Unlike the first technique, which is through breathing, muscular relaxation requires learning and practising these skills under the guidance of a therapist (or sophrologist) or with audio or video support. These skills can then be used any time, as soon as the onset of rumination is spotted.
When repetitive thoughts appear, after the acceptance stage, it is possible to replace the usual distraction activities with simplified muscle relaxation sessions using elementary exercises: become aware of areas of muscle tension (often the neck, back or hands) and practice small relaxation movements of the identified areas.
Make it a conscious habit.
There is no better way to reduce the anxiety of overthinking than practising these strategies as part of your daily habits. Use any of the five methods, singularly or concurrently, as soon as you spot the triggers before any thought blows up into an entire episode of mental rumination. You will see your life change.

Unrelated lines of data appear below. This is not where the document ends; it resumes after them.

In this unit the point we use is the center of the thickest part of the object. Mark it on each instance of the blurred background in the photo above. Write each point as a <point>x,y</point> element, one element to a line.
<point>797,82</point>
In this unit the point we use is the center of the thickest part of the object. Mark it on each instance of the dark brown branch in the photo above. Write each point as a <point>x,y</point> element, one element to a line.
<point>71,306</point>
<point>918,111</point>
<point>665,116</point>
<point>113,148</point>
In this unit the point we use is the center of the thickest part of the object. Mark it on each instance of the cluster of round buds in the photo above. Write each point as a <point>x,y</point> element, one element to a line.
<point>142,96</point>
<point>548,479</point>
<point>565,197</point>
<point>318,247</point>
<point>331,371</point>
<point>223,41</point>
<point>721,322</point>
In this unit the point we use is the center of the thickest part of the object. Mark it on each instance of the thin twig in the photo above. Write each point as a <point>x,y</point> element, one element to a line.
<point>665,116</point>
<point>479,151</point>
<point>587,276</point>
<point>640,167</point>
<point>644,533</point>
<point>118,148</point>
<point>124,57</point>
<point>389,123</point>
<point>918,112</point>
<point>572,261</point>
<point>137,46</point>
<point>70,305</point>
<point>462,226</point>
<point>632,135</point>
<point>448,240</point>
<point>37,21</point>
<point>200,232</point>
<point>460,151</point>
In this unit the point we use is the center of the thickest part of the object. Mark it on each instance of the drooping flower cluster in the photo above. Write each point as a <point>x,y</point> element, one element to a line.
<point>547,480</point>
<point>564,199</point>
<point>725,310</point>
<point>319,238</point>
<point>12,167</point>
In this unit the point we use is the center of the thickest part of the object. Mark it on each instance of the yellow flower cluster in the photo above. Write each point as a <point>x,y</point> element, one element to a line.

Sally’s first public speaking engagement is a rather disheartening memory. The practices had gone well and her job had prepared her for the public speaking experience. But she began to feel some tension on her neck and sweaty hands. Her stress level was moderate. As the clock ticked away, she imagined more vividly of the scene where she was giving a speech in front of a hundred unknown faces. The speech was almost finished, but it went mechanically, without emotion.
Sally may not be an expert in emotional regulation and relaxation methods, but she could follow these five strategies. As the tension before the event increases, Sally could combine several ways:
- Acceptance “it’s normal to be stressed; let’s deal with it and go on.”
- Reevaluation: “it won’t be perfect, but what counts is to progress each time and give valuable information or insight to the audience.”
- Active distraction by making light-hearted jokes with friends and enjoying the moment
- Above all, she isolates herself for five minutes to practice a relaxing breathing exercise and to be in a state of mindfulness just before the beginning of the speech.
The story at the start of this post painted a picture of how we face reality head-on and our powerlessness to control impulses, emotions and reflections. We are not, however, powerless. It is possible to use our perceptions and our actions to progress towards more serenity. Knowing the mechanisms of thought production can help us manage mental ruminations.